Helmich maneuver lifts Grant
LOVES PARK — Grant will remember for a long time how the Helmich maneuver vaulted its baseball program into statewide prominence.
Senior pitcher Jared Helmich was pitching on two days rest but showed no signs of fatigue in Monday night’s Class 4A Rockford supersectional at RiverHawks Stadium. Helmich fired a complete-game 2-hitter as a Grant program which had never won a sectional will now bring a state trophy back to Fox Lake after a 7-0 victory over Schaumburg.
“It feels awesome,” said Grant first baseman and cleanup man Brent Spohr, who went 3-for-4 with 2 RBI to lead an 11-hit attack.
“It’s unreal right now,” Helmich said after he was doused with a cooler of ice in Grant’s ninth straight win and 10th in its last 11 games. “It’s awesome but we’re not done yet.”
Helmich (11-1) had survived Friday’s rain-delayed 5-2 sectional semifinal win over Crystal Lake South where he allowed 7 walks and 10 hits but started a game-ending triple play. The right-hander didn’t need any dramatics as he finished with 9 strikeouts and 1 walk and send the Bulldogs (25-11) into Friday’s 3 p.m. state semifinal at Joliet’s Silver Cross Field against Oak Park-River Forest (29-9), which beat Highland Park 1-0 in the first supersectional at Rockford.
Helmich, who is going to Southern Illinois as a preferred walk-on, threw 78 of his 119 pitches for strikes and was still clocked in the low 80s on the stadium radar gun in the seventh to end the late-season run for Schaumburg (25-14) and retiring head coach Paul Groot.
“I was a little concerned warming up and I was feeling a little bit of stiffness,” Helmich said of the first time he could remember pitching on two days rest. “I just felt good after the first inning and got loosened up. I felt like I was in control today and I was hitting the strike zone really good.”
He felt even better after helping himself to a 3-run lead off Schaumburg junior lefty Max Paolicchi (6-4). Jake Ring walked, Jordan Villareal (2-for-4) singled, Helmich lined a single to right for the only run he would need and Spohr lined an RBI single to center.

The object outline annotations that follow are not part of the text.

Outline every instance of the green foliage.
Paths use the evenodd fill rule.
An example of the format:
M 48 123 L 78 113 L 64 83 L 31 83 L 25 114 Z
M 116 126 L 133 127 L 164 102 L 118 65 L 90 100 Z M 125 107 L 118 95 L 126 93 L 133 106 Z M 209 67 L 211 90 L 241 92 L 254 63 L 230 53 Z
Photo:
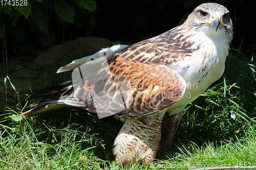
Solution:
M 25 0 L 22 4 L 20 4 L 18 1 L 15 2 L 15 4 L 13 4 L 11 1 L 9 3 L 8 1 L 3 1 L 3 5 L 0 6 L 0 37 L 2 38 L 4 38 L 6 33 L 4 18 L 5 14 L 9 16 L 13 26 L 16 25 L 21 16 L 23 15 L 27 19 L 31 20 L 39 31 L 48 33 L 49 30 L 48 22 L 55 17 L 54 15 L 49 15 L 49 13 L 54 13 L 61 21 L 73 23 L 75 17 L 73 6 L 75 4 L 78 4 L 91 12 L 94 11 L 96 8 L 95 0 L 73 0 L 71 3 L 73 5 L 65 0 L 50 2 L 42 0 L 36 1 Z M 29 16 L 31 17 L 30 17 Z M 32 32 L 35 31 L 32 30 Z

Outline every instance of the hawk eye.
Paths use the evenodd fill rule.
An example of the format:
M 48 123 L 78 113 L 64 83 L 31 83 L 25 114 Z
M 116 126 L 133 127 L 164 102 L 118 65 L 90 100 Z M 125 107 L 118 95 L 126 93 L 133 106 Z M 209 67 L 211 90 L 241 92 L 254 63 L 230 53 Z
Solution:
M 201 16 L 201 17 L 204 17 L 204 16 L 206 16 L 207 14 L 207 13 L 206 12 L 204 12 L 204 11 L 202 11 L 202 10 L 199 11 L 199 15 L 200 15 L 200 16 Z
M 225 20 L 227 20 L 229 17 L 229 13 L 225 13 L 222 16 L 222 18 Z

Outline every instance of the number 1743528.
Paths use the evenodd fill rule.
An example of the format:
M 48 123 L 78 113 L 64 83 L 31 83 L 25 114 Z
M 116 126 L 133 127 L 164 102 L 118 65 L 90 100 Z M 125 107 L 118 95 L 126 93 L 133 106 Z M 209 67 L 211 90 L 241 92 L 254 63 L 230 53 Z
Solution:
M 26 6 L 28 5 L 27 0 L 1 0 L 0 3 L 2 6 Z

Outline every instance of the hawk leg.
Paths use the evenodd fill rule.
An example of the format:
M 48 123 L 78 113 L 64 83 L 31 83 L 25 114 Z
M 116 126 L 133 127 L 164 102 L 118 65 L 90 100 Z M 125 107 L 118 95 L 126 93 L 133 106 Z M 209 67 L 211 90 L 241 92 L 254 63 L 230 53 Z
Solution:
M 175 132 L 180 124 L 183 112 L 169 115 L 166 113 L 163 118 L 161 128 L 162 129 L 162 137 L 161 146 L 168 149 L 172 146 L 172 141 Z
M 161 124 L 165 112 L 125 120 L 114 144 L 117 163 L 130 165 L 137 161 L 152 161 L 159 149 Z

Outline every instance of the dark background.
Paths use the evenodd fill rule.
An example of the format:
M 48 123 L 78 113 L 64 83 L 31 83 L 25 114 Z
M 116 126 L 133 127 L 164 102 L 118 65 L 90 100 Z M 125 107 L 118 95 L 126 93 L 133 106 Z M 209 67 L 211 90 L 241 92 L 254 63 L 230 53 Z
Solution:
M 231 47 L 238 48 L 242 44 L 245 56 L 250 57 L 255 43 L 255 5 L 252 1 L 96 0 L 97 8 L 93 12 L 82 9 L 71 1 L 66 1 L 74 7 L 75 22 L 63 23 L 49 15 L 48 33 L 52 46 L 86 36 L 107 38 L 111 41 L 118 41 L 123 44 L 136 42 L 175 27 L 184 14 L 191 13 L 196 7 L 205 2 L 218 3 L 229 10 L 234 28 Z M 12 22 L 8 15 L 4 21 L 7 25 Z M 9 25 L 11 26 L 7 30 L 15 27 L 18 29 L 19 25 L 24 28 L 26 40 L 22 43 L 15 41 L 12 32 L 7 30 L 5 43 L 9 54 L 8 58 L 16 57 L 16 55 L 18 57 L 31 56 L 35 51 L 50 47 L 40 39 L 44 33 L 32 31 L 24 16 L 15 23 L 15 26 Z M 0 41 L 2 51 L 4 41 Z M 0 57 L 3 57 L 2 53 L 0 53 Z

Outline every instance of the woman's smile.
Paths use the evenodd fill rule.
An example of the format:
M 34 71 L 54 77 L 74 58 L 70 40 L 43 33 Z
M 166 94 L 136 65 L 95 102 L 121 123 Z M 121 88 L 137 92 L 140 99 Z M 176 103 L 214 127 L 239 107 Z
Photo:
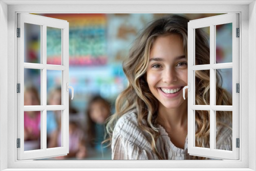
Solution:
M 158 37 L 150 52 L 146 71 L 148 87 L 168 109 L 179 108 L 185 101 L 182 89 L 187 85 L 187 62 L 184 54 L 182 39 L 177 34 Z
M 166 97 L 173 98 L 178 96 L 182 92 L 183 87 L 178 88 L 158 88 L 163 95 Z

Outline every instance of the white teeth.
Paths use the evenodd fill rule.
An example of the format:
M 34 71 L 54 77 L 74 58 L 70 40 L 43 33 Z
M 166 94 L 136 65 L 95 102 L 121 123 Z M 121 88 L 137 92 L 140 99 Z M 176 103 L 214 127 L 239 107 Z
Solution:
M 179 91 L 180 91 L 180 87 L 177 88 L 177 89 L 167 89 L 161 88 L 161 90 L 162 90 L 162 91 L 165 93 L 173 94 L 173 93 L 175 93 L 176 92 L 178 92 Z

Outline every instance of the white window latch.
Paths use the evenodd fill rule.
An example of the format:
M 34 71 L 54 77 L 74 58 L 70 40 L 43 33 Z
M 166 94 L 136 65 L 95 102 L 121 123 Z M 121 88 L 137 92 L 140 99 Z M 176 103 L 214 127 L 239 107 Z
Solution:
M 189 82 L 188 82 L 188 86 L 185 86 L 184 87 L 183 87 L 183 98 L 184 100 L 185 99 L 185 90 L 186 90 L 186 89 L 188 89 L 189 92 L 190 91 L 190 83 Z
M 73 98 L 74 97 L 74 88 L 72 86 L 69 86 L 68 82 L 67 82 L 66 83 L 66 88 L 67 88 L 66 90 L 67 92 L 69 91 L 69 89 L 71 89 L 71 94 L 72 94 L 71 100 L 73 100 Z

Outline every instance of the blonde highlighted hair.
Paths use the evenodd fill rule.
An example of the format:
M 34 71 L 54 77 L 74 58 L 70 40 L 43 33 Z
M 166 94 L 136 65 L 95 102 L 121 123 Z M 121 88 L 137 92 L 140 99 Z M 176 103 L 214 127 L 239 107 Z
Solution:
M 139 128 L 151 136 L 152 149 L 159 159 L 163 159 L 156 147 L 160 136 L 157 126 L 159 102 L 151 93 L 146 82 L 145 74 L 148 65 L 149 54 L 156 38 L 162 35 L 176 34 L 183 40 L 183 50 L 187 61 L 187 23 L 189 20 L 180 15 L 173 15 L 153 21 L 135 40 L 130 50 L 129 56 L 123 63 L 123 71 L 128 80 L 127 87 L 118 96 L 116 101 L 116 113 L 109 119 L 106 126 L 109 141 L 111 143 L 114 128 L 118 119 L 132 110 L 135 109 Z M 209 48 L 203 32 L 196 30 L 196 63 L 209 63 Z M 221 88 L 221 76 L 217 72 L 216 101 L 222 105 L 232 105 L 228 93 Z M 209 71 L 196 72 L 196 104 L 209 104 Z M 229 112 L 220 112 L 217 124 L 223 124 L 223 117 L 232 120 Z M 145 120 L 146 122 L 142 122 Z M 145 123 L 146 122 L 146 123 Z M 196 111 L 195 133 L 196 146 L 209 145 L 209 113 Z M 194 159 L 204 158 L 195 157 Z

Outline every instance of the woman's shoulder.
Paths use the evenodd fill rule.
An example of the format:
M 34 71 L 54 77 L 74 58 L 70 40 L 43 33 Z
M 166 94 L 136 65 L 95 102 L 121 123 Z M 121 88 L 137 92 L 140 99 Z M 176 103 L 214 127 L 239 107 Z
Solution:
M 139 131 L 136 111 L 130 111 L 121 116 L 115 126 L 115 130 L 125 130 L 126 132 Z
M 139 127 L 134 110 L 122 115 L 117 121 L 113 133 L 113 139 L 117 138 L 125 139 L 140 147 L 150 144 L 147 134 Z

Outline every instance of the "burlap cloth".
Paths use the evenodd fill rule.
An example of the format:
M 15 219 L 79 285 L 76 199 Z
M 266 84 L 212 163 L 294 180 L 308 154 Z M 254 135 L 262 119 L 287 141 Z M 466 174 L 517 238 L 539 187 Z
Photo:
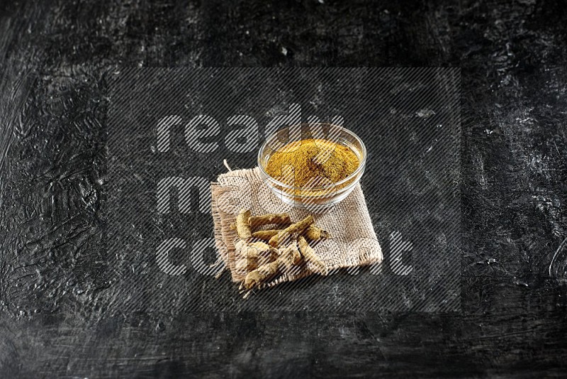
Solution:
M 382 260 L 382 251 L 372 227 L 364 195 L 360 184 L 339 204 L 324 213 L 313 214 L 295 208 L 279 199 L 262 182 L 258 167 L 237 170 L 222 174 L 211 182 L 211 207 L 215 223 L 215 238 L 218 253 L 232 275 L 232 280 L 241 282 L 245 275 L 235 270 L 236 231 L 230 229 L 242 208 L 249 209 L 252 215 L 288 212 L 292 221 L 313 214 L 315 224 L 329 231 L 332 238 L 312 246 L 315 253 L 332 270 L 353 268 Z M 274 229 L 266 226 L 263 229 Z M 282 274 L 262 287 L 296 280 L 314 273 L 310 263 L 303 264 L 295 271 Z

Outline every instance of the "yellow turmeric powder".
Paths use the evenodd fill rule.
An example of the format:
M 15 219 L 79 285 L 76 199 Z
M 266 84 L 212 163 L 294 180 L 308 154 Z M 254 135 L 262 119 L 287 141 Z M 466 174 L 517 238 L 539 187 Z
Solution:
M 286 185 L 309 185 L 313 178 L 325 178 L 324 185 L 336 183 L 354 172 L 359 160 L 347 148 L 322 139 L 297 141 L 284 145 L 268 159 L 266 172 Z M 289 166 L 293 175 L 288 175 Z

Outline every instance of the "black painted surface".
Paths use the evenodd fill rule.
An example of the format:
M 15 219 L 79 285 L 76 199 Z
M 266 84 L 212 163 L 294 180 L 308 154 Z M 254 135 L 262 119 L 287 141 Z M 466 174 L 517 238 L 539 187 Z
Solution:
M 446 3 L 0 6 L 1 376 L 563 374 L 567 10 Z M 107 314 L 123 65 L 461 67 L 462 312 Z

“The coaches warned me he was a curveball pitcher so I stayed back,” Spohr said. “I always get down 0-2 (in the count) so on the curve I just sit back and try to do my job.”
Tino Torres was hit by a pitch with the bases loaded and Spohr made it 4-0 with a two-out RBI single in the second. Simeon Lucas’ double set up Jacob Adams’ two-out RBI single in a 2-run fourth off Matt Brancato and the Bulldogs added an unearned run in the fifth.

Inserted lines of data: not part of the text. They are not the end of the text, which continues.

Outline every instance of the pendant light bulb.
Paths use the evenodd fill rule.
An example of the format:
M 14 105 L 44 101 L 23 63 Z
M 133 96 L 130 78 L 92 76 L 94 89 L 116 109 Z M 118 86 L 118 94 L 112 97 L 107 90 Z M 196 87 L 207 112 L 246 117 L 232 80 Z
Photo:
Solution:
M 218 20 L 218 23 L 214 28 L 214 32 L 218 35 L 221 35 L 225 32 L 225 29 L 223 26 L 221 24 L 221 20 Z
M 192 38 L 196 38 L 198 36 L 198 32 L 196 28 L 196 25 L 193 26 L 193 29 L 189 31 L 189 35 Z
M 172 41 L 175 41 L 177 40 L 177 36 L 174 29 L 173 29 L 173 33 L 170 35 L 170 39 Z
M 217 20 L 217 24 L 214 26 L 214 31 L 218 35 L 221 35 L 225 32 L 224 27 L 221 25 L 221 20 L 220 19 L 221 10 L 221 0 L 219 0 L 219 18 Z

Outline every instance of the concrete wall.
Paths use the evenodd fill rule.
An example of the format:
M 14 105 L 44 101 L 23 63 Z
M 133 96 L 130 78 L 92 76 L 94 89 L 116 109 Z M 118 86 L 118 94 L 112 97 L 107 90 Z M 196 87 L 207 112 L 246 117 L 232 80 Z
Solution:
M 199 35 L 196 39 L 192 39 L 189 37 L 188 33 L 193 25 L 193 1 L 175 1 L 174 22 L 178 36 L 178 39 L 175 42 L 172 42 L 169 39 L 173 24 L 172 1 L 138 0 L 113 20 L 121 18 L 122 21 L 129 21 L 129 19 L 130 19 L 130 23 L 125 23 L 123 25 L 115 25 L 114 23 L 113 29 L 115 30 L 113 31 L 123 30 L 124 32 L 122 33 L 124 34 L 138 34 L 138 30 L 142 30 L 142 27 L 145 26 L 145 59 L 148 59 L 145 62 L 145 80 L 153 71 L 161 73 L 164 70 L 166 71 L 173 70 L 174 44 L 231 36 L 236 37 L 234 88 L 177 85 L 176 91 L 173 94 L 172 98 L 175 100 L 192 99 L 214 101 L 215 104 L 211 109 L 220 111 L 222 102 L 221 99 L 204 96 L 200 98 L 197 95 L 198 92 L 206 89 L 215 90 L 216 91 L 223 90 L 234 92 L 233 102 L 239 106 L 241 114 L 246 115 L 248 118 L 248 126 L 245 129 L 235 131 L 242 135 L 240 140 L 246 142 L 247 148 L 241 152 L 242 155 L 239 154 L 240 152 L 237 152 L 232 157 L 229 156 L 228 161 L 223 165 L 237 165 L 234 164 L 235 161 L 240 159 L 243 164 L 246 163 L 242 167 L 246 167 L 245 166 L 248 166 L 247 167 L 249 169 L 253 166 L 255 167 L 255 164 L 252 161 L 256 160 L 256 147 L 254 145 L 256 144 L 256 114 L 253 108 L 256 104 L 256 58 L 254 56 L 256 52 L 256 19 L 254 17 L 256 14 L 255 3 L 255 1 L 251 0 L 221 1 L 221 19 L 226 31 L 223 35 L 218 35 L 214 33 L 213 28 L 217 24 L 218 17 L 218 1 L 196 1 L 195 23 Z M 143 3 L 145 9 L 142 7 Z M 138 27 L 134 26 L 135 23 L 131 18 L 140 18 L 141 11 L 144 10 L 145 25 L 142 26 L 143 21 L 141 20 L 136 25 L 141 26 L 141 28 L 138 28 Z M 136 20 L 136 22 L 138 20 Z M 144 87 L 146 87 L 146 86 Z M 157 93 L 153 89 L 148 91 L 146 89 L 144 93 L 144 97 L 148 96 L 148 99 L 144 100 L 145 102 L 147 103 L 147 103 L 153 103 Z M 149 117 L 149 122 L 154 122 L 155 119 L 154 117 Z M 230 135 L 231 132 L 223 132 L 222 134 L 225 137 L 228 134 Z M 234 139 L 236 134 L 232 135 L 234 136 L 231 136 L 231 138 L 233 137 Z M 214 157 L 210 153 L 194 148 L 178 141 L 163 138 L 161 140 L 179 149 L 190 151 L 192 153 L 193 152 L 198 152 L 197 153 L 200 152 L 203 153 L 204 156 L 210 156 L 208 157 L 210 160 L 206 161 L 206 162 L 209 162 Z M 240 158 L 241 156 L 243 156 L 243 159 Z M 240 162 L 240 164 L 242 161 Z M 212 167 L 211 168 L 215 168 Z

“Our hitting approach has been fantastic the last three weeks,” said third-year coach and 2002 Grant graduate Dave Behm. “We’re taking what people are giving to us, being patient and getting our pitch.”
Schaumburg (25-14) had double-digit hit totals in its two sectional victories but got only leadoff singles from Colin Bethran in the second and Jordan Grubb in the sixth as its seven-game winning streak ended.
“He was sneaky fast and it was tough to see it out of his hand,” Brancato said of Helmich.
“We knew a lot about this team but we didn’t know a lot about their pitcher,” said Groot, who finished with a 611-303 record with a state title in 1997 and a second-place finish in 1989. “He stuck it in our ear. He beat us with one pitch and came right at us.
“I was very impressed. He threw a lot of high fastballs and we helped him out but I don’t know if it made much difference.”
For Grant, it was a special moment for a program that lost assistant coach Craig Griffis to a battle with diabetes on Sept. 11, 2011.
“We’re just doing it for him right now,” Spohr said.
And for a school that won its only other state trophy in wrestling when it finished third in 2006.
“It’s a fantastic cap of a great year for Grant sports ... it’s unbelievable,” Behm said.
“We knew we’d be pretty good and we had a bunch of solid guys,” Helmich said. “I knew we’d have a good year but I didn’t think it would be this good.”